The Waiting Game – Buford Pope (reviewed by T. Bebedor)

It’s always interesting when two cultures clash, when a songwriter from one part of the world hears a style of music from a totally different place but decides not only will they adopt this genre but also bring something new to it. No doubt there is a girl from China playing heavy metal guitar or a boy from Sri Lanka writing lyrics in the style of 80’s hip-hop, thanks to music streaming via the internet the world of music is small and it was only a matter of time before someone from Scandinavia would adopt America’s country music and bring the term ‘Scandicana’ to listening ears.

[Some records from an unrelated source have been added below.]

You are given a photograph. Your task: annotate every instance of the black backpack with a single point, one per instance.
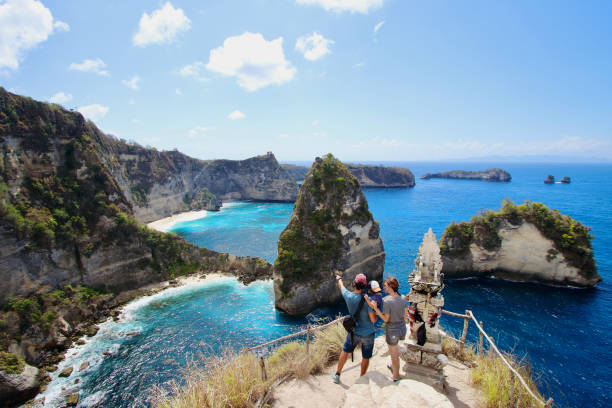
(350, 322)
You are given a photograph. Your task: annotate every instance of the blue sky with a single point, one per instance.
(368, 80)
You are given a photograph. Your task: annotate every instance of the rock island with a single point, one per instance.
(527, 242)
(331, 229)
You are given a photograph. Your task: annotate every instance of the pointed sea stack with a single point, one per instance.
(331, 229)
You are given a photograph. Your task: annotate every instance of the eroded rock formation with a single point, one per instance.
(525, 242)
(485, 175)
(369, 176)
(331, 229)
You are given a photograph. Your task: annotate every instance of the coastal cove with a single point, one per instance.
(571, 354)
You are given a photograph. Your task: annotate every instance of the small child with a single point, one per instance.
(376, 295)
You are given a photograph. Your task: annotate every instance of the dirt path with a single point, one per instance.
(377, 388)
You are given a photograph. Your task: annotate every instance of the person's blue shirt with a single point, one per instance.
(364, 326)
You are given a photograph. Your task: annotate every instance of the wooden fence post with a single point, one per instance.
(464, 334)
(262, 363)
(481, 339)
(308, 339)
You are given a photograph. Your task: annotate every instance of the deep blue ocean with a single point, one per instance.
(563, 332)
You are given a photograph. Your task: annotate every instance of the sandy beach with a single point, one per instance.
(165, 224)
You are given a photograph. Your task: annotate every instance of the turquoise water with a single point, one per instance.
(564, 332)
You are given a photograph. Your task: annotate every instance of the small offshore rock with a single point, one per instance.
(72, 400)
(19, 388)
(66, 372)
(484, 175)
(92, 330)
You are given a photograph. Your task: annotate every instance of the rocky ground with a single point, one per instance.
(376, 388)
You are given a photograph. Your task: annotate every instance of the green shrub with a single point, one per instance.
(47, 319)
(26, 308)
(569, 236)
(11, 363)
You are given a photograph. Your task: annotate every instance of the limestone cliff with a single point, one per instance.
(159, 184)
(369, 176)
(381, 176)
(331, 229)
(527, 242)
(485, 175)
(69, 240)
(67, 202)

It’s quite obvious from the word that it’s a hybrid of Scandinavia and Americana but does it work? Is it any good? Can it hold it’s own in a world of countless singers, bands and musicians already chipping away at the already heaving shelf of new releases?

Well, yes.

Buford Pope (or Mikael Liljeborg to give his Swedish name) has brought something new to the table on his eighth album, there are subtle hints to Scandinavian music throughout but it doesn’t hinder or dilute the feeling that this could be written and played by a man from Colorado. It starts off with a love letter to the country where this music originates on the song ‘America’ with the lyrics “here I am on the outside, feeling you here on the inside” it sounds like an artist that feels he’s not being given the air time his songs truly deserve. Yes there are moments where you want the music to pack a punch and to move away from the lonely drifter character that fits so seamlessly into Southern State Blues, but no one ever said you had to be a cowboy to sing about cowboys and there is a feeling of fondness for the genre soaked into the clever lyrics and nicely produced songs.

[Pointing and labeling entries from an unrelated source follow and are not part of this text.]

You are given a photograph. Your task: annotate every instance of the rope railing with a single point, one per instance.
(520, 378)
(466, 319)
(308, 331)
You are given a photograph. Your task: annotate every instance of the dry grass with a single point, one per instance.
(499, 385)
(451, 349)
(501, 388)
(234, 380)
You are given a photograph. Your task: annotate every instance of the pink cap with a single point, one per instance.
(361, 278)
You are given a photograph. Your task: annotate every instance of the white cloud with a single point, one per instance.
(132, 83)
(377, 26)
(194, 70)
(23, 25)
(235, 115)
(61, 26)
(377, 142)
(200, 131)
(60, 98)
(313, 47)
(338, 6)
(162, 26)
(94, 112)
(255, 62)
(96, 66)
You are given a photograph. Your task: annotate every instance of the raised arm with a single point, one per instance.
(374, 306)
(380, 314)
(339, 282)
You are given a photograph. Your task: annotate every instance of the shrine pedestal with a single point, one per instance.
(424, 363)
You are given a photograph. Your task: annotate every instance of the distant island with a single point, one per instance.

There are some clever production choices, especially within the background music, nice piano tone and placement of violins, slide guitar and banjo reinforces which genre you’re visiting but there is also that feeling of space that seems to be in Scandinavian music, giving a hard, lonely edge to complement Pope’s unique voice.

It might not be to everyone’s taste, and the purists will probably avoid it, but it holds its own and is worth repeated listens.